Если же объект уменьшится, эффект от броуновского движения станет заметнее, потому что все меньшее и меньшее количество частиц будет ударяться о него в единицу времени:
Корабль был сейчас достаточно мал, чтобы реагировать на беспорядочные толчки частиц и летать из стороны в сторону. А легкое движение и создавало эффект дрожания.
— Да, мне следовало раньше подумать об этом, — сказал Моррисон. •— Дрожание будет возрастать при дальнейшем уменьшении.
— Безусловно нет, — возразила Баранова, — появятся другие, противодействующие эффекты.
— Я не знаю ни одного, — насупившись, пробормотал Моррисон.

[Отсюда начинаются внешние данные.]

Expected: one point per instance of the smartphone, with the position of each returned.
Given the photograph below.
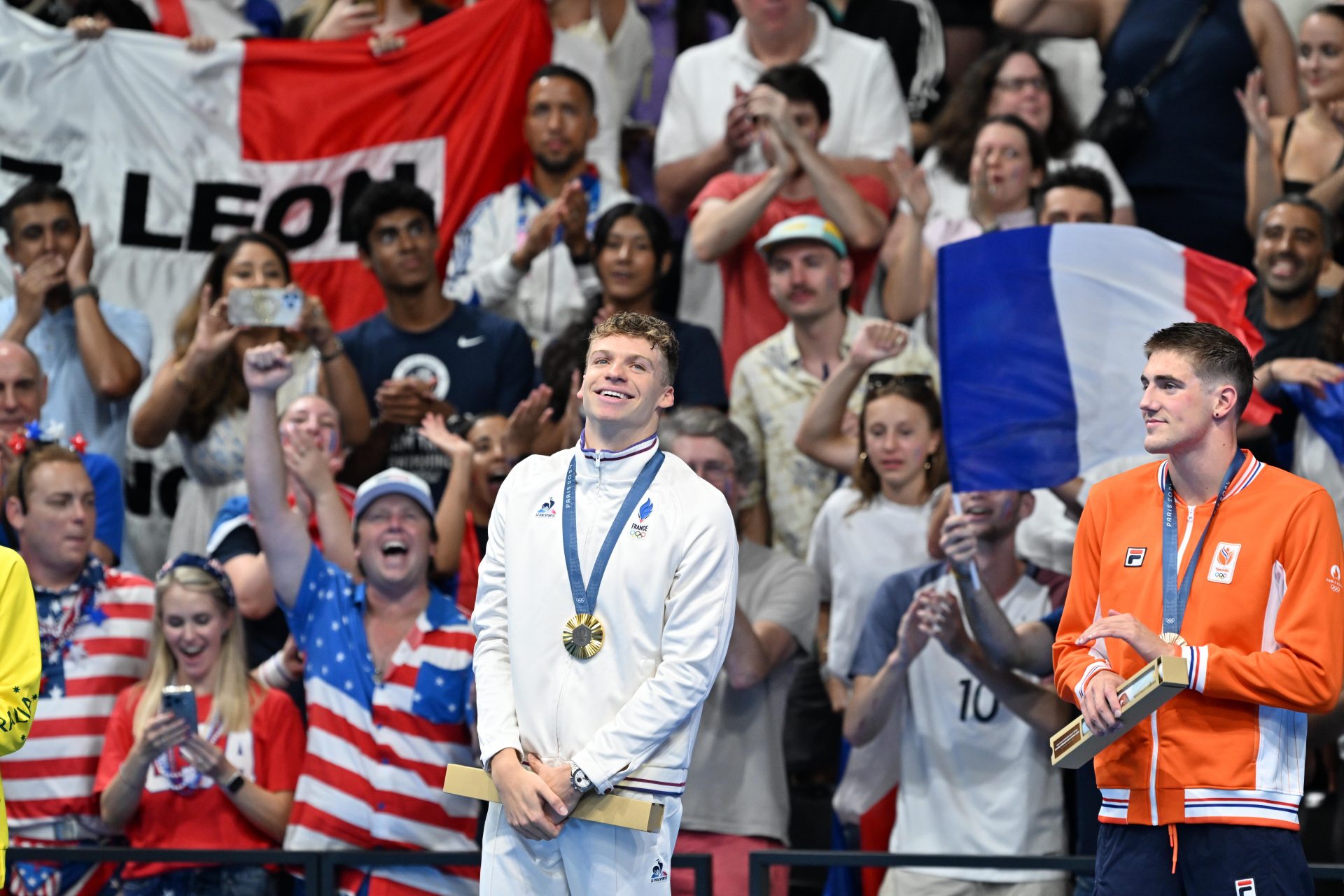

— И тем не менее, они появятся...
— Оставь это теории, — нарочно благочестивым тоном посоветовал Дежнев, — теории известно все.
Моррисон заметил:
— Думаю, эта вибрация может вызвать морскую болезнь.

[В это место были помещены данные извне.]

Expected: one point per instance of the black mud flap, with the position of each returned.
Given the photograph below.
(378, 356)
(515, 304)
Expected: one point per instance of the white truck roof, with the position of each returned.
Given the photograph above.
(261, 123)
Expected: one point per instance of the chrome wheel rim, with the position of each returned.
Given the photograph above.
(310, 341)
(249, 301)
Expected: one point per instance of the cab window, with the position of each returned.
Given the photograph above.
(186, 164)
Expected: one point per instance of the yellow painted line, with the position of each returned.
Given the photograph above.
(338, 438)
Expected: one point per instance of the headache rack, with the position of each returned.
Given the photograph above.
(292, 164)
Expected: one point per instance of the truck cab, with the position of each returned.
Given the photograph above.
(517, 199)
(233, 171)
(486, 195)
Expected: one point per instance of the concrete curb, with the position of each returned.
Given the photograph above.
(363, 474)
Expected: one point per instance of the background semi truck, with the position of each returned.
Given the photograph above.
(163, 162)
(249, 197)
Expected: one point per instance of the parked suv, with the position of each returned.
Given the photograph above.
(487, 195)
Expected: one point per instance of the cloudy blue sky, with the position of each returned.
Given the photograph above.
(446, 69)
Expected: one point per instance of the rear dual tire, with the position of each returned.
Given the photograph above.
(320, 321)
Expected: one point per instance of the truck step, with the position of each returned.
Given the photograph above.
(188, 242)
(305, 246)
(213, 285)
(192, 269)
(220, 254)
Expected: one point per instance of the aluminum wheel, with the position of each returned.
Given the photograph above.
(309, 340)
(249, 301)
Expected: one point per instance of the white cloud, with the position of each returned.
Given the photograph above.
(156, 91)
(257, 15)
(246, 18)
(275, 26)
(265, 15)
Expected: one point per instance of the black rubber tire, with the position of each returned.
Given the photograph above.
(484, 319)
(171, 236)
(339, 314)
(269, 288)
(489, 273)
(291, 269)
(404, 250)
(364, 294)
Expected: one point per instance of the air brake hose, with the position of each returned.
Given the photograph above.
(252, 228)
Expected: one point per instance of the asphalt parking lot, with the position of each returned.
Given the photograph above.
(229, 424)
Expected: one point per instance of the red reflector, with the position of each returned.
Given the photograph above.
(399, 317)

— Конечно, может, — сказала Баранова, — но против нее имеется специальный химический препарат, сходный с тем, который используют космонавты. Нам ввели его.
— А мне — нет, — мрачно заметил Моррисон. — Мне не только не ввели его, но даже не предупредили об этом.
— Мы старались давать как можно меньше информации о всех неудобствах и опасностях для вашего же спокойствия, Альберт. Что же касается препарата, то вы приняли его за завтраком. Как вы себя чувствуете?
Моррисон, который от этих разговоров о морской болезни уже начал чувствовать легкие позывы к рвоте, решил, что чувствует себя прекрасно. Изумившись, он подумал, что сейчас мозг легко подчиняет себе тело. Он тихо сказал:
— Терпимо.
— Хорошо, — констатировала Баранова, — потому что мы уже находимся в токе крови академика Шапирова.
Моррисон всматривался в прозрачную стену корабля. Кровь? Он ожидал увидеть нечто красное. И что же? Он даже слегка прищурился, но не разглядел ничего. Даже света прожектора. Вот так же он мог ничего не увидеть, находясь в лодке, дрейфующей на спокойной поверхности озера в темную безлунную ночь.
Неожиданно он подумал о другом. Строго говоря, свет внутри корабля имел длину волн гамма-лучей. Хотя такая длина являлась результатом минимизации обычного видимого света, для минимизированной в такой же степени сетчатки глаз эти волны внутри корабля все же являлись световыми и имели их свойства.
Снаружи, за корпусом, где заканчивалось действие минимизации, фотоны увеличивались до размера обычных, а те, которые возвращались к кораблю, уменьшались, пересекая границу поля минимизации. Другие, возможно, уже привыкли к этой парадоксальной ситуации, но у Моррисона попытки осознать эффект существования некоего минимизированного островка в море нормальной жизни вызывали головокружение. Была ли граница, разделяющая минимизированный мир и нормальный, видимой?
Занятый этой мыслью, он шепотом спросил Калныню, склонившуюся над своими приборами:
— Софья, когда световые волны покидают поле минимизации, они отдают тепловую энергию, а когда, отраженные, возвращаются в корабль, то для того, чтобы снова минимизироваться, они поглощают энергию. Эту энергию они получают от нас. Я прав?
— Абсолютно, — ответила Калныня, не отрывая глаз от приборов. — Наше использование света порождает небольшую, но постоянную потерю энергии, однако наши двигатели позволяют восполнить ее. Так что потеря незначительна.
— А мы сейчас действительно находимся в потоке крови?
— Да. И бояться этого не надо. Наталья, возможно, скоро включит наружное освещение, и ты сможешь лучше разглядеть все снаружи.
В эту же минуту Баранова подала сигнал:
— Готово! А теперь можно отдохнуть несколько минут.
Вспыхнули огни. Сразу смутно стали видны объекты вне корабля. Он все еще не мог хорошо рассмотреть их, но среда снаружи больше не казалась однородной. В ней плавали какие-то объекты. Пожалуй, это действительно, была кровь.